Selbst wenn zu Gunsten der Beklagten unterstellt würde, dass selbständiges Gebäudeeigentum aufgrund des § 459 ZGB entstanden ist, könnte sich die Beklagte zu 1. darauf nicht berufen. Nach dieser Vorschrift kann allenfalls Volkseigentum an den Gebäuden entstanden sein. Dieses hätte sodann nach den Vorschriften des Vermögenszuordnungsgesetzes behandelt werden müssen (Soergel/Rauscher, BGB, 13. Aufl., Art. 233 § Rz. 35 EGBGB). Hier hat jedoch eine derartige Zuordnung auf die Beklagte zu 1. nicht stattgefunden. Ansprüche nach dem Sachenrechtsbereinigungsgesetz hat die Beklagte nicht geltend gemacht.

Schließlich kann ein etwaiges Besitzrecht aufgrund Art. 233 § 2 a EGBGB dem Rückgabeanspruch aus einem Pachtverhältnis nicht entgegengesetzt werden, da ein Besitzrecht gemäß § 986 BGB dem schuldrechtlichen Anspruch auf Herausgabe nicht entgegensteht.
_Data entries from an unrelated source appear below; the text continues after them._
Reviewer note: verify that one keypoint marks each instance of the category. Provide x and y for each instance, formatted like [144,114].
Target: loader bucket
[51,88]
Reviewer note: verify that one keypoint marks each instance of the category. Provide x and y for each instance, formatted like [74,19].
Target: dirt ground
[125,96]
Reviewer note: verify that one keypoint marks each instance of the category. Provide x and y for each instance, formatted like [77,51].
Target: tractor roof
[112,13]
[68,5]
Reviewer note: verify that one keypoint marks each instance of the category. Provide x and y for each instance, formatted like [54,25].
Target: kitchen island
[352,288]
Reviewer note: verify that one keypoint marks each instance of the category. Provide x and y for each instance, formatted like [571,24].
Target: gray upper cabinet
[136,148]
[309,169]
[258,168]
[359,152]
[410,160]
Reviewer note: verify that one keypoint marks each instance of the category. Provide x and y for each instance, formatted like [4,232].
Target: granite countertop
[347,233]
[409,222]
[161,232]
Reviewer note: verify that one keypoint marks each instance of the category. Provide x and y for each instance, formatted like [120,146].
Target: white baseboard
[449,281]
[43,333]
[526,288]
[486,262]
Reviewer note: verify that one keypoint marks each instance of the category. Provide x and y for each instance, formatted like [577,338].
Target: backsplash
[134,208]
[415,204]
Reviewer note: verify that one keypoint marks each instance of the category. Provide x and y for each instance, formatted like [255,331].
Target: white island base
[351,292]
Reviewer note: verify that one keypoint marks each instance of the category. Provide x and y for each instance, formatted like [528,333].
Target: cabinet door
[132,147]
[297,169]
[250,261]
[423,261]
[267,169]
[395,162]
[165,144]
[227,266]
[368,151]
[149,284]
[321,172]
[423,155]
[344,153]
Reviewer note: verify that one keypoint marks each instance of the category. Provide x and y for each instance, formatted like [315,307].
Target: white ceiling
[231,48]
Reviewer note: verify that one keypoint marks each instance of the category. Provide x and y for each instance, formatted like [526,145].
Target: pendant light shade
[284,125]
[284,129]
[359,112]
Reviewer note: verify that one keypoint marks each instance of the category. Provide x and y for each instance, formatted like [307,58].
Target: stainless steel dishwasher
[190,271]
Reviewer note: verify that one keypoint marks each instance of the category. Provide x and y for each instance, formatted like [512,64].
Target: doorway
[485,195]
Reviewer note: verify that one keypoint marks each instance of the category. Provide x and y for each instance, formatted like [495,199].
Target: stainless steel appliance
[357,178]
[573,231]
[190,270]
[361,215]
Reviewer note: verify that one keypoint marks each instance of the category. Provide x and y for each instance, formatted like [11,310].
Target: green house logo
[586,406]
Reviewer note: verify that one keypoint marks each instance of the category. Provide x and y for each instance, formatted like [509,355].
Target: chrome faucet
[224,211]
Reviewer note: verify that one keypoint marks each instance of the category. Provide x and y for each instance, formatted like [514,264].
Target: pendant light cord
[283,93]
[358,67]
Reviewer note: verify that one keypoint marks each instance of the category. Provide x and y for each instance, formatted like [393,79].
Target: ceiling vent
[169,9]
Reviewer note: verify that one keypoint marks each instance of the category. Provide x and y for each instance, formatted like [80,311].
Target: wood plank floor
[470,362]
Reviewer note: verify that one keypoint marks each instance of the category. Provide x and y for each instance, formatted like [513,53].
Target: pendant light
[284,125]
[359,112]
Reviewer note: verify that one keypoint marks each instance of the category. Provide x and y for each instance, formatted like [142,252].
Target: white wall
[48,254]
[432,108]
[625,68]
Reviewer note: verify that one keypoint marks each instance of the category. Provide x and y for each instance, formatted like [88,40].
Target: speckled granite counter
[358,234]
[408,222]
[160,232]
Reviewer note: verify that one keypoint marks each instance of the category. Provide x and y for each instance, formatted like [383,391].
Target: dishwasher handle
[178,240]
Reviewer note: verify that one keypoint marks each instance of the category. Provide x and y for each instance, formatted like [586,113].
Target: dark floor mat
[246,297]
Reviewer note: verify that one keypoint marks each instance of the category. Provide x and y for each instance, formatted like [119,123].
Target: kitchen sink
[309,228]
Das Moratorium beinhaltet keinen Besitzverschaffungsanspruch, so dass ein daraus Berechtigter auch nicht darauf berufen kann, ihm müsse der Besitz unmittelbar wieder eingeräumt werden (Sorgel, a.a.O., § 2 a Rz. 58).

Der Herausgabeanspruch gegenüber der Beklagten zu 2. beruht auf § 985 BGB. Die Beklagte zu 2. kann nicht für sich in Anspruch nehmen, Eigentümerin der Gebäude zu sein und daraus ein Besitzrecht abzuleiten. Ein Besitzrecht für einen beschränkten Zeitraum, nämlich bis zum 31.03.2007, steht ihr allerdings aufgrund des Vergleichs der Parteien, den diese im Rechtsstreit vor dem Landgericht Frankfurt (Oder), Az.: 13 O 314/04, am 28.09.2006 geschlossen haben, zu. Da für die Zeit danach ausdrücklich keine Regelung getroffen worden ist, hat die Beklagte zu 2. kein weitergehendes Besitzrecht nach diesem Zeitpunkt. Ein von der Beklagten zu 1. abgeleitetes Besitzrecht steht ihr schon deshalb nicht zu, weil für ein solches kein tatsächlicher Anhaltspunkt vorgetragen worden ist. Im Übrigen ergibt sich aus den vorstehenden Darlegungen, dass der Beklagten zu 1. selbst kein Besitzrecht zusteht, so dass sie ein solches der Beklagten zu 2. auch nicht vermitteln kann. Soweit die Klägerin ihre Klage auf Herausgabe und Räumung gegenüber der Beklagten zu 2. in zweiter Instanz auf künftige Leistung abgeändert hat, war dies zulässig, § 257 ZPO. Soweit darin eine Klageänderung zu sehen sein sollte, wogegen § 264 Nr. 2 ZPO spricht, wäre diese jedenfalls sachdienlich und kann auf Tatsachen gestützt werden, die der Senat seiner Entscheidung zugrunde zu legen hat, § 533 ZPO. Insbesondere ist der Vergleich zwischen der Klägerin und der Beklagten zu 2., der zu einem zwischenzeitlichen Besitzrecht der Beklagten zu 2. führte, erst im Verlauf des Berufungsrechtszugs geschlossen worden, so dass die entsprechenden Tatsachen gemäß § 531 Abs. 2 Nr. 3 ZPO zu berücksichtigen sind. Im Übrigen sind sie zwischen den Parteien unstreitig und schon deshalb im Berufungsverfahren beachtlich.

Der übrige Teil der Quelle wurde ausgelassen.